Imprenditore sparito in azienda Chiesto l’ergastolo per il nipote

A sette anni dalla scomparsa di Mario Bozzoli le conclusioni della pubblica accusa: è stato ucciso e gettato nel forno e Ghirardini – poi suicida – non ha retto a rimorso e paura

Migration

di Beatrice Raspa

"Ergastolo per Giacomo, la cui responsabilità risulta provata oltre ogni ragionevole dubbio". Dopo quasi cinque ore di requisitoria, alla diciannovesima udienza, a 7 anni dalla scomparsa di Mario Bozzoli dalla fonderia di famiglia a Marcheno – era l’8 ottobre 2015 – la procura ha tratto le sue conclusioni per il nipote dell’imprenditore, unico imputato in Assise di omicidio pluriaggravato e soppressione del cadavere dello zio. Non solo: ha chiesto vengano indagati di falsa testimonianza e favoreggiamento gli operai Akwasi Abu Aboagye e Oscar Maggi, protagonisti di "clamorosi depistaggi" e di supporto a Giacomo per eliminare lo zio nel forno. Anche Alex Bozzoli, il fratello di Giacomo, avrebbe tenuto un comportamento censurabile, ma nei suoi confronti vige la non punibilità dovuta ai parenti degli imputati.

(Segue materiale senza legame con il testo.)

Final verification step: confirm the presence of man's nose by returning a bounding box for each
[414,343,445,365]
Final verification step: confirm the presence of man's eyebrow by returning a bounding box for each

"Mario non è uscito con le proprie gambe dalla fonderia, è stato ucciso e gettato nel forno grande di cui Beppe Ghirardini era il dominus. Il peso per quanto fatto ha portato l’operaio a suicidarsi – ha sostenuto l’aggiunto Silvio Bonfigli –. Il suo è stato un suicidio parlante, Ghirardini non ha retto al peso del rimorso e alla paura. Ma sgombriamo il campo: a uccidere è stato Giacomo, l’unico con un movente di odio radicato. Per distruggere il corpo ha contato su Ghirardini e Maggi, ma l’appalto della distruzione l’ha dato a Ghirardini".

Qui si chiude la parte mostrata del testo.